Sometimes, however, understanding chemistry becomes important to understanding social issues. Let’s look at two examples as they relate to our health:
Vaccines1: Several years ago, a chemical called thimerosal was removed from vaccines. Thimerosal is also known as ethyl mercury. Now, we probably all have heard bad things about mercury. Too much mercury consumed in fish is known to be harmful to babies of pregnant women, so taking mercury out of vaccines probably seems like a good idea. But, why was mercury in vaccines to begin with and was it making vaccines unsafe? Some parents, already concerned about the safety of vaccines, felt that mercury in vaccines was more evidence that vaccines were unsafe. They sounded the alarm to alert other parents, forming advocacy groups and marching on Washington to demand “greener” vaccines. But was the mercury really unsafe for children receiving vaccines?
One of the key pieces to this puzzle is based on understanding chemistry – at least a little bit of chemistry. The form of mercury in fish is known as methyl mercury. Recall that the mercury in vaccines is ethyl mercury. Those words are only one letter different, but chemically speaking, they are very different. Methyl indicates one carbon with three hydrogens; whereas, ethyl indicates two carbons with five hydrogens.
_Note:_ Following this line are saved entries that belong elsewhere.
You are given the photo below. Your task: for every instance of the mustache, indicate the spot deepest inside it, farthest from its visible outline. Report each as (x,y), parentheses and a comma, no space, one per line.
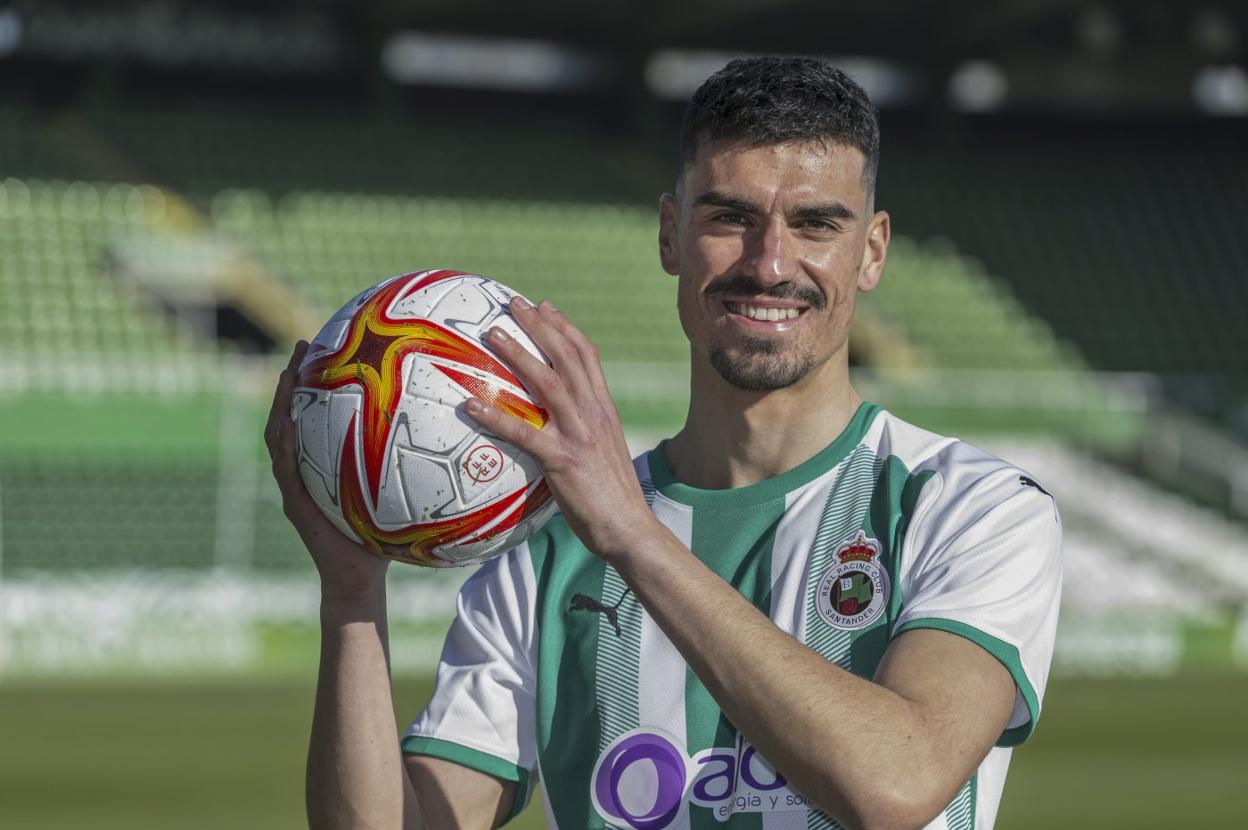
(741,285)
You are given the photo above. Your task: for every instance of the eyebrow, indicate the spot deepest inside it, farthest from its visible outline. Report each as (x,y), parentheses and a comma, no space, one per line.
(819,211)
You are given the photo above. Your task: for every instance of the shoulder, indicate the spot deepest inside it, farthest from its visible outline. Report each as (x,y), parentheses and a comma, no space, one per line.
(954,472)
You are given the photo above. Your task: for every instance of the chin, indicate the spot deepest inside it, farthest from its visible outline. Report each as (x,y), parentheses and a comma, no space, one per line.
(760,371)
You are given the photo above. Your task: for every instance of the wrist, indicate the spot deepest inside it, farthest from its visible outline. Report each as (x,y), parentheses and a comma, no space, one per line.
(633,542)
(345,600)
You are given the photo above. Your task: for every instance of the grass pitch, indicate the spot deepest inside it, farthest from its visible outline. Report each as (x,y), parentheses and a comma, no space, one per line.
(230,754)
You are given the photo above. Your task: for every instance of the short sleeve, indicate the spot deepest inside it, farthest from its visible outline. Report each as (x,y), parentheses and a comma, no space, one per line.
(483,707)
(982,561)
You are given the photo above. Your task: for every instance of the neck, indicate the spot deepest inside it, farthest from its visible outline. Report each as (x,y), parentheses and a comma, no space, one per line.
(733,437)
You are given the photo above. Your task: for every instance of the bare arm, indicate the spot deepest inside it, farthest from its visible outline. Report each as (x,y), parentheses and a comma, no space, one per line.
(356,774)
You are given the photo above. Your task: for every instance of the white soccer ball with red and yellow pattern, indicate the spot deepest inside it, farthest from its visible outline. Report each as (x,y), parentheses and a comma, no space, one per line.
(386,448)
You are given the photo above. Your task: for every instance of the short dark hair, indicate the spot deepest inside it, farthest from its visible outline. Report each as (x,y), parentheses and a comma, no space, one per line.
(774,100)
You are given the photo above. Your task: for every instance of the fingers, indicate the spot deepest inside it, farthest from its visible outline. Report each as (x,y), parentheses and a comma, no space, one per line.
(563,356)
(280,437)
(281,406)
(587,351)
(547,383)
(512,429)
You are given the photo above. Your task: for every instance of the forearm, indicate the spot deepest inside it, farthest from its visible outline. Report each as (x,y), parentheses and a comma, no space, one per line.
(801,712)
(355,773)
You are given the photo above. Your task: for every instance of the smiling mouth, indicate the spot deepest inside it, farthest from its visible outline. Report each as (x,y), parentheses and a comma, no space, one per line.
(764,313)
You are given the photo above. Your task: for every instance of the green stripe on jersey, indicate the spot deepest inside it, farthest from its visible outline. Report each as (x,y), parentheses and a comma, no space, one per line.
(735,544)
(568,715)
(619,654)
(960,814)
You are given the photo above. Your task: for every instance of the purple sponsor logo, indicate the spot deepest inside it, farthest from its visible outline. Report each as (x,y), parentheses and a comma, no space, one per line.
(640,780)
(643,780)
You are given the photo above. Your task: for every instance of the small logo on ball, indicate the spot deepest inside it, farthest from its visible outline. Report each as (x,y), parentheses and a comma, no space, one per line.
(483,464)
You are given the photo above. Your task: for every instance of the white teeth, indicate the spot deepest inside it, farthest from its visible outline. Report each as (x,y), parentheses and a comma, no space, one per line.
(758,312)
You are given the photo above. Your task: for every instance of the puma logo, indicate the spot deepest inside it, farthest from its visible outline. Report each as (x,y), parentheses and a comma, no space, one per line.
(582,603)
(1031,482)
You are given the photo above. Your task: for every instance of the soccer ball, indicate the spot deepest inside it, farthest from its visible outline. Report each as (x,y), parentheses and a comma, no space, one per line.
(385,446)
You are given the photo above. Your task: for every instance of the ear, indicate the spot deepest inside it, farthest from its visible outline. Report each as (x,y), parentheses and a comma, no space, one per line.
(669,240)
(874,252)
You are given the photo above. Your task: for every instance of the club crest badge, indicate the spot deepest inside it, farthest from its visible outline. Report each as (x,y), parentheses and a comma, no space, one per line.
(854,592)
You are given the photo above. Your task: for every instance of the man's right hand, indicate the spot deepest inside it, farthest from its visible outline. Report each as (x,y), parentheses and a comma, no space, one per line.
(348,569)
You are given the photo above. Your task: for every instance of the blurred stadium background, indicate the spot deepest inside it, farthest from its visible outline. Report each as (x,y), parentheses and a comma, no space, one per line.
(186,189)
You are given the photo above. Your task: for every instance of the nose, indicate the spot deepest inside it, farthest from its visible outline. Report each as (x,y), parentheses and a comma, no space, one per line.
(770,256)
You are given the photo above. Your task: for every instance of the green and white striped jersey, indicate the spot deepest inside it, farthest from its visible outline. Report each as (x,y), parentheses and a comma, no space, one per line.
(553,670)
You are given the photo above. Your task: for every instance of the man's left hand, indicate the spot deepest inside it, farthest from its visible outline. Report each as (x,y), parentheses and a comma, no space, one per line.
(580,449)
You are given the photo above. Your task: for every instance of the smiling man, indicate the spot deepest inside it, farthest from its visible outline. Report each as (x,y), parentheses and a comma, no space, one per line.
(799,612)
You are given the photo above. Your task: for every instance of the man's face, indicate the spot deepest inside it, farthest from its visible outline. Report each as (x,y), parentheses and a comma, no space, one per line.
(770,244)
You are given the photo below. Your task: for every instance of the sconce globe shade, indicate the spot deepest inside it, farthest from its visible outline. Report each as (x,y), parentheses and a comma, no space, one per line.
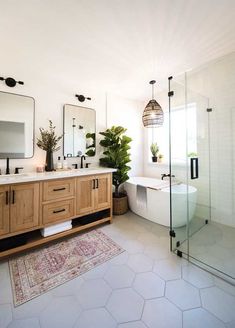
(153,115)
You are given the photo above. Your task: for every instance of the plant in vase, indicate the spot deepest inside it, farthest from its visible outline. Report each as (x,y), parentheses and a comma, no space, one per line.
(117,156)
(154,150)
(160,158)
(48,141)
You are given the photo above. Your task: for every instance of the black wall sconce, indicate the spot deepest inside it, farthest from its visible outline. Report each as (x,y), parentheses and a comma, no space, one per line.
(10,82)
(82,98)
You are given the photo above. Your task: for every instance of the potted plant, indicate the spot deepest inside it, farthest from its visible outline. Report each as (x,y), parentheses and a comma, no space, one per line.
(48,141)
(154,150)
(160,158)
(116,155)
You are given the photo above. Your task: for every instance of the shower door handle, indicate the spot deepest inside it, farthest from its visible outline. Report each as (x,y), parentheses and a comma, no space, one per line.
(194,168)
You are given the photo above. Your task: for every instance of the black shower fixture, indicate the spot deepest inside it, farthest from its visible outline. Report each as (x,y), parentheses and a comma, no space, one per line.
(10,82)
(82,98)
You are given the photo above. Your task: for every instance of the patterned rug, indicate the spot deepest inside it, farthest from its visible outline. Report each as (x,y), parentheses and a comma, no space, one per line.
(34,273)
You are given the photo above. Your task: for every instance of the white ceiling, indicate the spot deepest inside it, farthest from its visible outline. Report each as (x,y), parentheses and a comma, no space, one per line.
(117,44)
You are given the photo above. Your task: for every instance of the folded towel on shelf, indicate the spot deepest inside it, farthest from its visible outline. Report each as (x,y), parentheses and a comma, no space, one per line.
(141,195)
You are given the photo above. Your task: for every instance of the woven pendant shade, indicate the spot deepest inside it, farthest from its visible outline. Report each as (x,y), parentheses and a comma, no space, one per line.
(153,115)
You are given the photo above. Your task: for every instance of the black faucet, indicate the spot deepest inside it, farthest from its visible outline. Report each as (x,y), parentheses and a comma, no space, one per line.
(83,157)
(17,169)
(7,167)
(167,176)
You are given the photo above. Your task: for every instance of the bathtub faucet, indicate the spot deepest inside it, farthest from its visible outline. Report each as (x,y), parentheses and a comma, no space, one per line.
(167,176)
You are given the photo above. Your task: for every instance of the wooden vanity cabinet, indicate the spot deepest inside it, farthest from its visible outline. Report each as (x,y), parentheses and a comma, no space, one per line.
(93,193)
(4,210)
(19,207)
(24,206)
(27,207)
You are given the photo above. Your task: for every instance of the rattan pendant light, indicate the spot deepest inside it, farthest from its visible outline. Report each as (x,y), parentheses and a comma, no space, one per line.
(153,115)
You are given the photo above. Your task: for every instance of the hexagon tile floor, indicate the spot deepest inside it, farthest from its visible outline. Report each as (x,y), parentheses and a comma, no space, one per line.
(144,287)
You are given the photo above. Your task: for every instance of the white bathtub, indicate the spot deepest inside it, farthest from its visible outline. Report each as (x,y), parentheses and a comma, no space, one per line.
(156,205)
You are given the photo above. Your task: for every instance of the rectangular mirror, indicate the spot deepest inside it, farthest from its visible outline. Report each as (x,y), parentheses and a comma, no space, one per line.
(79,131)
(16,126)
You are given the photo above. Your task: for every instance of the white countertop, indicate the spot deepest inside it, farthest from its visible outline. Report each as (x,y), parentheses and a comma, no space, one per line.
(30,177)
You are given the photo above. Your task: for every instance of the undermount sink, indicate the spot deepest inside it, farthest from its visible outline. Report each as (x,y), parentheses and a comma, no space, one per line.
(15,176)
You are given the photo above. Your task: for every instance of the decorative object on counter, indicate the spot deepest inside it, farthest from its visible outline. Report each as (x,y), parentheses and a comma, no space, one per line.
(160,158)
(40,168)
(10,82)
(82,98)
(48,142)
(59,164)
(31,279)
(154,150)
(192,154)
(153,114)
(117,156)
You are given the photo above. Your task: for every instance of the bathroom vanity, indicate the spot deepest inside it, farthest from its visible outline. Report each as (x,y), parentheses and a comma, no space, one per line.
(30,202)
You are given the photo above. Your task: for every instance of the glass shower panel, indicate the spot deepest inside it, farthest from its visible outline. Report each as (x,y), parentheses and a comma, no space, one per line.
(213,246)
(178,164)
(198,171)
(189,148)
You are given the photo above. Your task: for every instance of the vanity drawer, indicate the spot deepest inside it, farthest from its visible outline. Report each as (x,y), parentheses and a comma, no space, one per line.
(58,211)
(53,190)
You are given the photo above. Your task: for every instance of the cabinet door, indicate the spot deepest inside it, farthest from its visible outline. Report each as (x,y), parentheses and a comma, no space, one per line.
(85,203)
(103,191)
(4,210)
(24,210)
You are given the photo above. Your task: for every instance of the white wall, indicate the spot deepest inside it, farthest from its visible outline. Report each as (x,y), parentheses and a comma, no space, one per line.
(51,95)
(128,113)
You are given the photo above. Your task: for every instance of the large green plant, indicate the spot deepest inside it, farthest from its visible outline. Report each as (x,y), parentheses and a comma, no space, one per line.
(116,154)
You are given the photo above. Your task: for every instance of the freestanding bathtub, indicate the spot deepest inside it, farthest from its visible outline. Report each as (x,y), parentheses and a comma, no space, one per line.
(150,198)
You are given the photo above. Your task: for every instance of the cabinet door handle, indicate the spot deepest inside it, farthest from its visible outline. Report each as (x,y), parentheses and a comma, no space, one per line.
(13,196)
(194,168)
(7,197)
(58,211)
(58,189)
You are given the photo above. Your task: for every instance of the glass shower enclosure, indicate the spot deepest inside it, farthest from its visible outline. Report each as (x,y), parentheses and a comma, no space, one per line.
(201,227)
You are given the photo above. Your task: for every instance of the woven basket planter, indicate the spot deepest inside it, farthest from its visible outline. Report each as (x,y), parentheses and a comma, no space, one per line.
(120,205)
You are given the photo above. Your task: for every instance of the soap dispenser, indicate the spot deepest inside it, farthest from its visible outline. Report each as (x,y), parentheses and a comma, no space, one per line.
(65,163)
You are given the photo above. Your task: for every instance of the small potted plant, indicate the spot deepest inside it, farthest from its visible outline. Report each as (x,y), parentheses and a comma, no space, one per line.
(160,158)
(116,155)
(48,141)
(154,150)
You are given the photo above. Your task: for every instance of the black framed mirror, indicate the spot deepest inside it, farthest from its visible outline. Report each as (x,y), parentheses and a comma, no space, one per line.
(79,131)
(17,120)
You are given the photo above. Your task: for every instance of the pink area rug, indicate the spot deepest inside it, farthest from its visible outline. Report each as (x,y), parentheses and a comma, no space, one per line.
(34,273)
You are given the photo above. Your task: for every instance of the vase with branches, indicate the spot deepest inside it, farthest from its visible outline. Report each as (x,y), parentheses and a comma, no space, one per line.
(48,141)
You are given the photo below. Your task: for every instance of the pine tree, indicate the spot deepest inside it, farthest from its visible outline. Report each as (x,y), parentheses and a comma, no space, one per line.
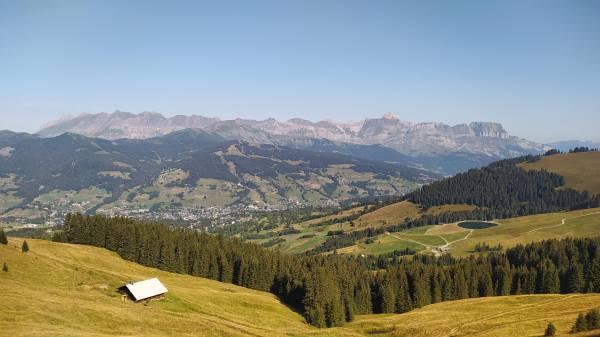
(550,330)
(3,239)
(580,324)
(574,279)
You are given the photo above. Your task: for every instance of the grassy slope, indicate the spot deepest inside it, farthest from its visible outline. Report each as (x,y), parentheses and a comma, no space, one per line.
(579,169)
(522,230)
(57,289)
(508,233)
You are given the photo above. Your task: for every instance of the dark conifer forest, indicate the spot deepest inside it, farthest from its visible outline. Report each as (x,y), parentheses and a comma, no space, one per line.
(330,290)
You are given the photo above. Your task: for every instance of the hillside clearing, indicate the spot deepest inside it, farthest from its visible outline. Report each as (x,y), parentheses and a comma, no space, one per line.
(580,170)
(69,290)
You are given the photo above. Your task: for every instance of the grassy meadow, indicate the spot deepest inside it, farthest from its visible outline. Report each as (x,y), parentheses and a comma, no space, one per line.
(579,169)
(70,290)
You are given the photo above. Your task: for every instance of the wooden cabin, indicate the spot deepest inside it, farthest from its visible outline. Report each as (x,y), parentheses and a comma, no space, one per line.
(144,290)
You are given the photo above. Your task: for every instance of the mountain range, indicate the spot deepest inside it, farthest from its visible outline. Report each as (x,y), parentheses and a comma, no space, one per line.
(432,146)
(186,168)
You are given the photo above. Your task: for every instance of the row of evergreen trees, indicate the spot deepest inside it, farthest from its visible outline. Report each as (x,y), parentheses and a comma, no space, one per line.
(330,290)
(502,190)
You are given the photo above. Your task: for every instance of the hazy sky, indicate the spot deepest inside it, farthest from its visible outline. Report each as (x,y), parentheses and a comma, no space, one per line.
(532,65)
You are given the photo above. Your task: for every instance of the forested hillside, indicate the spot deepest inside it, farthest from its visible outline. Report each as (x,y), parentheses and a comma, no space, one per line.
(500,190)
(330,290)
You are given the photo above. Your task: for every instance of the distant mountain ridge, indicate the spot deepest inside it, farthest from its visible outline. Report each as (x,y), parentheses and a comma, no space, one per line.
(187,168)
(485,141)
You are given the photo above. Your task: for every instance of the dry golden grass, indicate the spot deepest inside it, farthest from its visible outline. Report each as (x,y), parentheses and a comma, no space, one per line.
(579,169)
(69,290)
(436,210)
(526,229)
(394,213)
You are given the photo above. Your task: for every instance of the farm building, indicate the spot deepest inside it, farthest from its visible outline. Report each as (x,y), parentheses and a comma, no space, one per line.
(144,290)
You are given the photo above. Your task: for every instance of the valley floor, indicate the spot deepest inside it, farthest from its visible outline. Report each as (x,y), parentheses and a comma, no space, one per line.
(70,290)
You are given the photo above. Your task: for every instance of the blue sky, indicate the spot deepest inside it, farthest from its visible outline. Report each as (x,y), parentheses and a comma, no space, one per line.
(532,65)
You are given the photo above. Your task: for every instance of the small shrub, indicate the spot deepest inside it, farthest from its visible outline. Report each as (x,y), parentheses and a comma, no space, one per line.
(3,239)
Our body can break down and rid itself of ethyl mercury far more quickly than methyl mercury. The same is true of ethanol and methanol. Ethanol, or ethyl alcohol, is ingested in beer or wine, but methanol, found in gasoline, is deadly if ingested.
Fats in food2: For several years, healthcare professionals encouraged patients to avoid too much fat in their diets to control the amount of cholesterol in their blood. For example, people were encouraged to use margarine instead of butter. Unfortunately, people making the recommendations did not yet understand the importance of chemical differences in the types of fat found in foods. Today, if you look at the nutritional information on foods, you will see words like “saturated,” “unsaturated,” and “trans” in reference to fats. These words tell us about the chemical nature of the fat, and their differences are important because some fats are worse for our hearts than others. So, while you don’t have to have a degree in chemistry to evaluate how healthy or unhealthy a food might be for you, familiarity with these kinds of terms and at least a vague understanding of the concepts can help.
Can you think of other examples in which an understanding of chemistry might be useful to the average adult? And, after considering the examples above, as well as others, what suggestions might you have to help adults better understand chemistry and help students like yourself consider topics in chemistry that might not seem relevant in school today but will be relevant to your lives in the future?
1To find out more about the history and chemistry of mercury in vaccines, check out the web page, Vaccine Ingredients - Thimerosal or the Q&A sheet, Thimerosal: What You Should Know on the Vaccine Education Center's website.
2To find out more about the history and chemistry of fats in our diet, check out Chapter 2, The Great Margarine Mistake, in Pandora’s Lab: Seven Stories of Science Gone Wrong, by Paul A. Offit, MD.
About the series
The Science & Society discussion series is based on the book, Pandora’s Lab: Seven Stories of Science Gone Wrong, by Dr. Paul Offit, Director of the Vaccine Education Center at Children’s Hospital of Philadelphia. We understand that teachers are using this book in high school classrooms, so in an effort to continue providing classroom resources, we developed this series to provide short reading passages that will leave students with questions to further explore in classroom discussions or specific projects. By presenting scientific ideas representing two sides of an issue, students will have the opportunity to consider how science fits into society from political, ethical, and legal points of view.